Now that I’ve finished Horizon Zero Dawn, I’ve started Try-It Tuesdays again. This week, I played FLIPPING DEATH by Zoink Games, makers of Zombie Vikings.

Watch a bit of my Zombie Vikings playthrough

FLIPPING DEATH is about Penny, a young woman who fills in while Death takes a vacation. The environment is a 2-D-ish side-scroller with the world of the dead on one side and the world of the living on the other. You flip back and forth between the two sides to solve mysteries and help people.

The puzzle part of FLIPPING DEATH is clever but maybe a bit too obscure. I’ve played a lot of point-and-click puzzle adventures and usually there’s some sense to them – locks need keys, hidden objects need finding, devices need batteries, etc. But in FLIPPING DEATH, you do crazy things like painting a boat with a man’s tongue or making a seagull poop in a pot so an angry cook will shoot a meatball gun at a wiener dog.
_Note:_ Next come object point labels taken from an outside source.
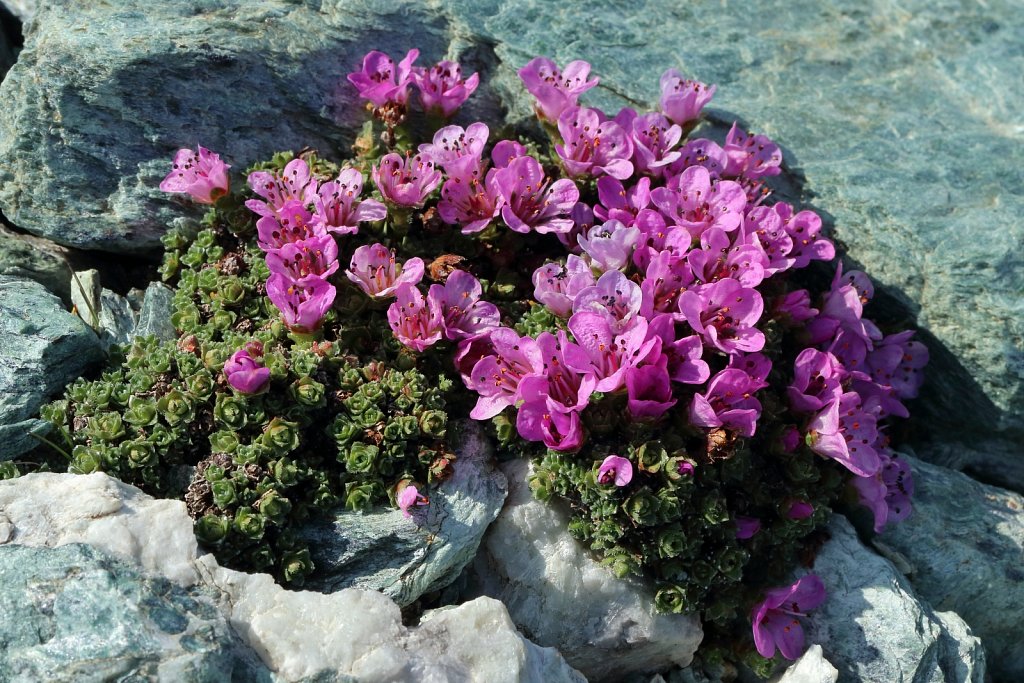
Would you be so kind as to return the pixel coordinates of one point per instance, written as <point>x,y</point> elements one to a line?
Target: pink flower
<point>615,469</point>
<point>442,88</point>
<point>774,619</point>
<point>245,373</point>
<point>416,321</point>
<point>682,99</point>
<point>379,80</point>
<point>302,303</point>
<point>377,272</point>
<point>202,175</point>
<point>410,497</point>
<point>555,90</point>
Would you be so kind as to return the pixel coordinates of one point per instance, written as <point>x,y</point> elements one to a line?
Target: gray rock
<point>155,315</point>
<point>404,558</point>
<point>965,543</point>
<point>28,256</point>
<point>296,635</point>
<point>872,627</point>
<point>560,597</point>
<point>42,348</point>
<point>73,613</point>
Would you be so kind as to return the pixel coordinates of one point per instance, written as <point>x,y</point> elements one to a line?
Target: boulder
<point>283,635</point>
<point>42,348</point>
<point>402,557</point>
<point>965,545</point>
<point>872,627</point>
<point>561,597</point>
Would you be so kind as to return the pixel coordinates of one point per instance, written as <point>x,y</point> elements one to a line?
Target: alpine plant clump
<point>623,301</point>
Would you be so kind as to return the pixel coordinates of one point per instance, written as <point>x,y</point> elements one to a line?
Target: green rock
<point>384,551</point>
<point>42,348</point>
<point>73,613</point>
Following a weird, Rube Goldberg-like chain of events might sound fun, but mostly it just felt like floundering around in frustration. There are hints available in the options menu but they aren’t very useful when clunky game controls get in the way. I’d have to do the same action twenty times to trigger a cutscene, with no idea why it worked the 20th time but not the previous nineteen. Which meant I spent nineteen tries thinking, “is this correct? am I supposed to be trying to hit a bowling ball with a tennis racket? why isn’t it working?”

I liked the humor, voice acting, music and art style, but FLIPPING DEATH also had a ton of platform jumping and timed races, which are not things I enjoy. So, this is one game I won’t be finishing.

FLIPPING DEATH came out in August 2018 and is available for PlayStation 4, Xbox One, Nintendo Switch and PC via Steam. It’s rated “T” for ages teen and up, due to crude humor, drug reference, fantasy violence, mild suggestive themes and use of alcohol.